Internal Medicine in Tel Aviv, Israel

Background – Where I went and why

I undertook my 5-week medical elective at the Tel-Aviv Sourasky Medical Center where I was placed in an Internal Medicine department at Ichilov General Hospital. I decided to go to Israel because I wanted to spend my elective in a high-income health care setting with working conditions similar to those that I am likely to encounter as a junior doctor.

The Tel-Aviv Sourasky Medical Center is the second largest and one of the most full-service healthcare treatment and research institutions in Israel. It serves as a national referral center for many primary and specialty care services, and features four main hospitals. Over 1.5 million patients are seen per year at the Medical Center, which employs 6400 staff. The facility also serves as the affiliate lecture and research center for both the Sackler Faculty of Medicine and the Sheinborn Nursing School of the University of Tel Aviv.
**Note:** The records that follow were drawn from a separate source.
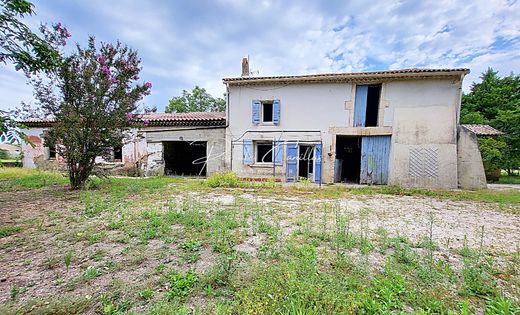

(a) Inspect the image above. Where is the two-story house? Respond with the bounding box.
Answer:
[223,63,476,188]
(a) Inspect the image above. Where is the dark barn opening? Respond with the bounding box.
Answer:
[334,136,361,183]
[365,85,381,127]
[298,145,314,180]
[163,141,207,176]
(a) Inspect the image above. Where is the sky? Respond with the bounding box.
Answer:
[0,0,520,111]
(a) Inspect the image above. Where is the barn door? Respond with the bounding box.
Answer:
[354,85,368,127]
[314,144,321,184]
[285,142,298,182]
[359,136,390,184]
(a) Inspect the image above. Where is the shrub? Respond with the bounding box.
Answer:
[206,172,239,188]
[168,269,198,300]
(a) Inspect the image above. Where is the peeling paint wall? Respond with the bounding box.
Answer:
[226,79,461,188]
[142,127,226,176]
[457,126,487,190]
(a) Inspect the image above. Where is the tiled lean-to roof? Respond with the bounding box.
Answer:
[461,124,504,136]
[222,68,469,86]
[20,112,226,127]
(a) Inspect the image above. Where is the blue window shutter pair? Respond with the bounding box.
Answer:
[273,141,283,165]
[251,100,280,125]
[242,139,253,165]
[285,142,298,182]
[354,85,368,127]
[252,100,262,125]
[314,144,321,184]
[273,100,280,125]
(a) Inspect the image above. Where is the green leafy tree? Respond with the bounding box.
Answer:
[35,37,152,189]
[165,86,226,113]
[0,0,70,134]
[461,68,520,174]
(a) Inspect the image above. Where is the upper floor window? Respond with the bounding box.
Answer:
[113,146,123,162]
[49,146,56,159]
[252,99,280,125]
[354,84,381,127]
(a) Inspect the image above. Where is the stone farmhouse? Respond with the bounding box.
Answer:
[22,63,497,189]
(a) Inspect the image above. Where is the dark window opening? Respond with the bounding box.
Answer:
[262,102,273,122]
[334,136,361,183]
[298,145,314,180]
[365,85,381,127]
[163,141,207,176]
[256,142,273,163]
[49,146,56,159]
[113,146,123,162]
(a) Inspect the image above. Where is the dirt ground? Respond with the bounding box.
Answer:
[0,187,520,311]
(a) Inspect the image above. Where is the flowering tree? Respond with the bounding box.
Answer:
[35,37,152,189]
[165,86,226,113]
[0,0,70,137]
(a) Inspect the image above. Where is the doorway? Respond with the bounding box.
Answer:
[163,141,207,176]
[298,145,314,181]
[334,136,361,184]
Learning Objectives – What I planned to do and what I actually did

Before leaving on elective I mapped out the aims I wanted to achieve along the General Medical Council’s Outcomes for Graduates with the view that I wanted to use it as an opportunity to prepare for the Foundation Programme. Broadly speaking, I wanted to apply the knowledge I had gained from my Pathology curriculum to the process of diagnosis and management required in clinical practice, learn to function more autonomously in an unfamiliar environment, and improve my communication skills with patients and colleagues from different backgrounds.
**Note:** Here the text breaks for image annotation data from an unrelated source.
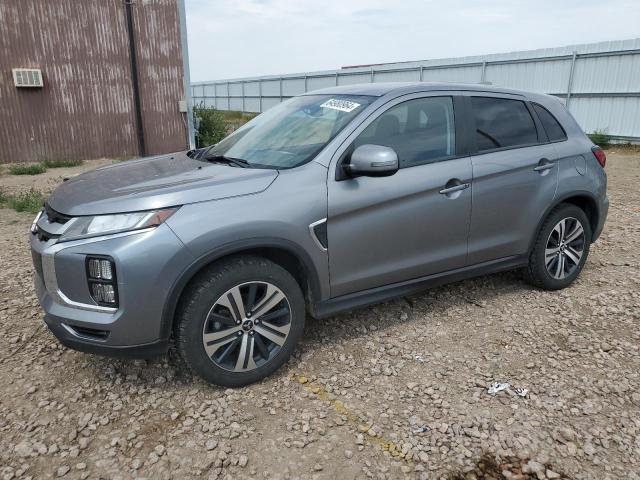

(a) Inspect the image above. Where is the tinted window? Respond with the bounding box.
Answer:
[354,97,456,167]
[471,97,538,151]
[533,103,567,142]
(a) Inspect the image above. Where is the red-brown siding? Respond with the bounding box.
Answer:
[0,0,187,163]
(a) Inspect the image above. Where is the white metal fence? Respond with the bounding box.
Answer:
[191,38,640,142]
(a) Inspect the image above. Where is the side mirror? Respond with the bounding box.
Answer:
[345,145,399,177]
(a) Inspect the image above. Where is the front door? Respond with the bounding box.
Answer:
[327,93,472,297]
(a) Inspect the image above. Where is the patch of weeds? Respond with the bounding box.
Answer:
[42,158,83,168]
[5,188,44,213]
[9,163,47,175]
[193,106,228,147]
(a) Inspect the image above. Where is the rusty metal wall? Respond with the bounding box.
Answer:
[0,0,187,163]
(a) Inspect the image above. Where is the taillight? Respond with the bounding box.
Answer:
[591,147,607,168]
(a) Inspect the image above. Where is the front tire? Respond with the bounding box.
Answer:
[524,204,592,290]
[176,256,305,387]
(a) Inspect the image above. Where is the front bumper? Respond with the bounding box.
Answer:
[31,219,193,357]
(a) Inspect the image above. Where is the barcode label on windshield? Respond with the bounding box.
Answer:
[320,98,360,113]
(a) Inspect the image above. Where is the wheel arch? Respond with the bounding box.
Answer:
[529,191,600,252]
[160,238,321,339]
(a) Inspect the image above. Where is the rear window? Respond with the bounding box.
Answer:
[533,103,567,142]
[471,97,538,152]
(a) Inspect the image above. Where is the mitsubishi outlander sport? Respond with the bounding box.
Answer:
[31,83,609,386]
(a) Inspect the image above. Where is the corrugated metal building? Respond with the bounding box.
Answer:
[192,38,640,141]
[0,0,189,163]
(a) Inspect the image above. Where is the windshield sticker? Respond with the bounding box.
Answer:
[320,98,360,113]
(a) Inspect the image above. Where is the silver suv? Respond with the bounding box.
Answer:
[31,83,609,386]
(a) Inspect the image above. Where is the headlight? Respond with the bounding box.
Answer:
[31,210,43,235]
[59,207,179,242]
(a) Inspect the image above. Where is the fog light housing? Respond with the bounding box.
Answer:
[86,256,118,308]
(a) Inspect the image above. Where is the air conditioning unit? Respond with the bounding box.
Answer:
[12,68,44,88]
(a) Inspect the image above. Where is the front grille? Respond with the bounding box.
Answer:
[31,250,44,279]
[44,203,71,225]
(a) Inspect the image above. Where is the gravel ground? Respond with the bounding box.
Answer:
[0,152,640,480]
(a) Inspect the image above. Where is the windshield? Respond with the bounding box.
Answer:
[206,95,375,169]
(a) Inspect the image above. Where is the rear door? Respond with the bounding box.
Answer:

The Internal Medicine ward I based at was similar to a General Medicine ward in the UK and had around 40 patients. Most of them had come through the hospital’s Emergency Department, although some had been transferred from the Intensive Care Unit or another Internal Medicine ward in the hospital. The ward’s weekly routines included a ward round on Sundays with all of the doctors and the weekend on-call person to see new admissions or more complex patients, an afternoon meeting with the Microbiology team every Wednesday, and a Radiology meeting on Thursday morning.

The doctors on my ward were split into a red and a blue team. Within each team, the doctors would then divide up the patients to see amongst themselves, and if a doctor had seen the patient the day before they would try to put them on their list again the following day. The idea of this system was to ensure the continuity of patient care. Each team was responsible for about 20 patients and was composed of 3 senior physicians (Consultants or Registrars) who would pair up with an Intern (FY1 equivalent). It seemed like this set-up actively tried to break down barriers between junior and senior staff, and encouraged newly qualified doctors to ask more experienced doctors for help.
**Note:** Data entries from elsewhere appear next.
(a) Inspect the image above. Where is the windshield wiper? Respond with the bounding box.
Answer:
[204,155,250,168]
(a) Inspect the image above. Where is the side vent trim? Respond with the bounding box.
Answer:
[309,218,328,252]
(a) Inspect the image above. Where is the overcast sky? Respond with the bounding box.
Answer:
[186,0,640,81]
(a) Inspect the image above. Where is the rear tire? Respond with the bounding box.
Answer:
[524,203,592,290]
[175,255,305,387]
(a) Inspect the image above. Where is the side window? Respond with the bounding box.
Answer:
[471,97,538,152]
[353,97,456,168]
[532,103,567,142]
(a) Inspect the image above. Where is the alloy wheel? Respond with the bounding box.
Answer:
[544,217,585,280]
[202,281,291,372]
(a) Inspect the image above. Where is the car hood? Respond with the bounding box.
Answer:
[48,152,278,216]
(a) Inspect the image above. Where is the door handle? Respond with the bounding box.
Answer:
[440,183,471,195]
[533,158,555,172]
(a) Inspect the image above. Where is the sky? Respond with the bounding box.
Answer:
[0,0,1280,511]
In the morning, I would arrive at my ward for 8.30 or 9.00am to join a Consultant and an Intern on their ward round. We usually saw between 6 and 8 patients together. The patient consultation and most of the patient notes and reports on the electronic system were in Hebrew, but somebody would always talk me through the key lab results and the important points in the patient’s history. I was then asked to examine the patient and document my findings. I would also be asked questions related to the patient’s conditions. Were there any further investigations I wanted to order? Would I start/stop any medications? Should the patient be seen by any of the specialists?

It took me a while to become familiar with patients’ medications, as Israeli doctors tend to favour using brand names over the generic nomenclature. The protocols on best practice and management for a given condition also differed. In the UK, the NICE guidelines tend to be used whereas in Israel doctors often referred to the UpToDate database to inform their clinical decisions.

Evaluation – What experience I gained from my elective

Overall, the patient population I encountered during my time in Israel was similar to the UK but I felt that on a day-to-day basis I saw a higher number of patients with more severe complications, such as hepatic encephalopathy due to advanced liver cirrhosis or a bloody pleural effusion secondary to widely disseminated breast cancer. One of the rooms on the ward served as a High Dependency Unit and mostly had patients who were intubated or had a tracheostomy. Thus, I had the opportunity to learn about what support these patients needed and the different types of ventilators that were used.

I also decided to spend a week in the Intensive Cardiology Care Unit where I saw PCIs and exercise stress tests being performed, and gained more experience in interpreting complex ECGs and how patients with recent MIs are managed. I was even allowed to cardiovert a patient under the supervision of the Cardiology and an Anaesthetist Consultants, which was definitely one of the highlights of my elective!

Reflection – Did my elective meet my expectations?

Absolutely! Being on an Internal Medicine ward meant that the conditions I saw were quite varied and allowed me to apply the Pathology I had previously learned, which had been one of the goals of my elective. The doctors I shadowed all learnt my name, were approachable when I had questions and gave me excellent one-on-one teaching. Their willingness to let me be involved really motivated me to engage on ward rounds and was a welcome change from some of the placements I’ve had in the UK where the doctors on the ward sometimes haven’t even acknowledged the presence of students. My elective experience has also shaped my view on my future career ambitions by giving me a flavour of what it would be like look after patients who require intensive care.


I would like to thank the Jewish Medical Association UK for their generous grant that helped fund my elective.